They still have nightmares about being killed in the dark, and sometimes their children run shaking and screaming from their makeshift beds. It has taken them weeks to cross the soggy mountain trails, the flat savannas and the murky ooze of the rain forest, dodging jaguars and snakes. At times they caught wild turkeys or iguanas; sometimes they ate nothing for days.

According to figures compiled by the Office of the U.N. High Commissioner for Refugees, about 7,000 men, women and children secretly have crossed the 400-odd miles from El Salvador to Belize because they could no longer live with death at home. They are only a sprinkling of the estimated 280,000 refugees El Salvador's civil war reportedly has spawned so far.

What makes them different is that they have been welcomed here. In Guatemala, Honduras, Mexico and the United States the thousands of wanderers, often lacking legal visas, have been harried by the authorities. In newly independent Belize, wedged between Guatemala and Mexico's Yucatan Peninsula, they found that no one tried to drive them away.

Belize, with its 3 million acres of idle land and a population of only 145,000, is looking for farmers and pioneers. It can use people willing to put up with hardship to till good but untended land. Refugees, above all El Salvador's peasants with their reputation for hard work, qualify.

In January this year, the Belizean government informed officials representing the United States and the U.N. High Commissioner for Refugees that it would welcome 1,000 refugees from Haiti and 1,000 from Vietnam, as long as they are willing to farm. Belizean officials said they realize this is but a mere drop on the enormous hot plate of Washington's refugee problem yet they are surprised that they have received no reply from either the U.N. agency or Washington.

Sources at the State Department and the U.N. agency said Belize's offer is under consideration.

Here in the forests around Belmopan, the miniature capital -- population 4,500 -- the Salvadorans at first put up little stick-and-thatch huts surreptitiously. Then, when no one bothered them, they started clearing patches of apparently vacant land around their rickety shelters. Now these are neat gardens with corn and beans.

Under an improvised palm roof, a group of refugee families the other day talked about the war they had left behind in El Salvador.

They came from Santa Ana, Sonsonate and Usulatan provinces and did not want to give their names for fear of family left behind. But in the simple vocabulary of the peasantry they took turns telling stories about the "carnage" in which the Salvadoran Army and police invariably were said to be the culprits.
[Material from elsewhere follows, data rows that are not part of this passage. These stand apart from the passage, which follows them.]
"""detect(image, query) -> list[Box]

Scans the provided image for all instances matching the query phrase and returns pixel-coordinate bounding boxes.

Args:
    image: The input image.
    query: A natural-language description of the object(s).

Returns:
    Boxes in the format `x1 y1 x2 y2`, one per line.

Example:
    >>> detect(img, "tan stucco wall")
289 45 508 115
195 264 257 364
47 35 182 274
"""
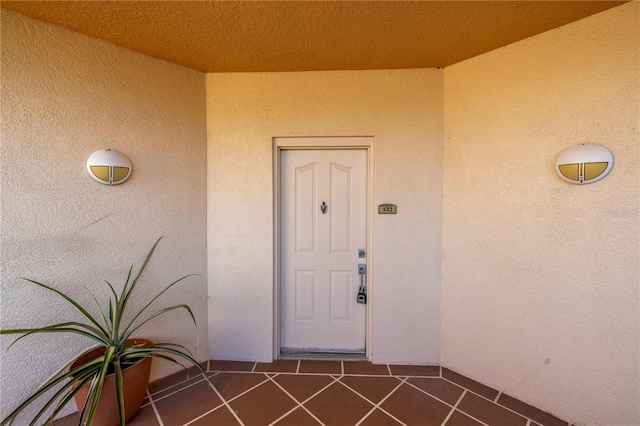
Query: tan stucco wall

Their allegations of murder, of eyes gouged out, sexual organs cut off, severed heads, made some of them loud and angry, some very quiet.

The trek to Belize had taken three to five weeks. They had starved, been lost, often afraid. There were snakes and tapirs in the jungle.

"Dangerous cats, like the jaguar and the ocelot," said a middle-aged man, pointing at his machete. "I had no defense other than this."

But those dangers, he said, seemed small next to life back in Sonsonate. "There we were up against machine guns. There was no defense for us at all."

Some of the women now earn a little in the market of Belmopan. Several young men take the bus to Belize City to wash dishes and sweep floors.

Soon some of the families may be moved. In the fertile Belize River Valley, just north of here, the government has donated 6,000 acres of farmland. A contribution of $1.5 million from the United Nations will go toward infrastructure -- a school, a commissary and community center to settle 200 Salvadoran families to farm there.

As the bulldozers are starting this month, this project has all the makings of a modest but rare success story for El Salvador's refugees, thousands of whom are stuck in refugee camps in Honduras or hiding in U.S. and Mexican cities dreading discovery and deportation.

But the lenience toward Salvadoran refugees is not likely to be open-ended. Already the government of Prime Minister George Price has been criticized by black groups who fear the influx from the south is fast "latinizing" a country where the racial balance tips easily.

Although the U.N. High Commissioner for Refugees believes there are about 7,000 Salvadorans, there is no figure yet for the growing flow of Guatemalans escaping the harsh and still escalating violence there. Border patrols report that Guatemalan Quiche and Kekchi Indians arrive almost constantly across the southern jungle trails. There is no way to keep track of them.

In the past, Belize has always had a black majority, the descendants of the West Indian slaves brought here to work the logging camps of this former British colony.

They became lawyers, civil servants, police and took over the bureaucracy as the British withdrew.

In the 1980 census, however, blacks were outnumbered for the first time by the Maya and Carib Indians and the descendants of Mexicans, British, Lebanese and Chinese.

"It's a delicate situation," explained a government official, himself of mixed race. "The Latins are having more children while many skilled blacks are emigrating to the United States. The Latins tend to be racist. The blacks see they are being displaced and are afraid to become second-class citizens in their own land."

The debate here, therefore, is how to avoid disturbing the ethnic balance and possible racial strife. The options, as an official described them, are: strict patrol of the borders in case of a refugee flood, bringing in black refugees from Haiti or even Africa, or enticing some of the 30,000 Belizeans now living in the United States to come home.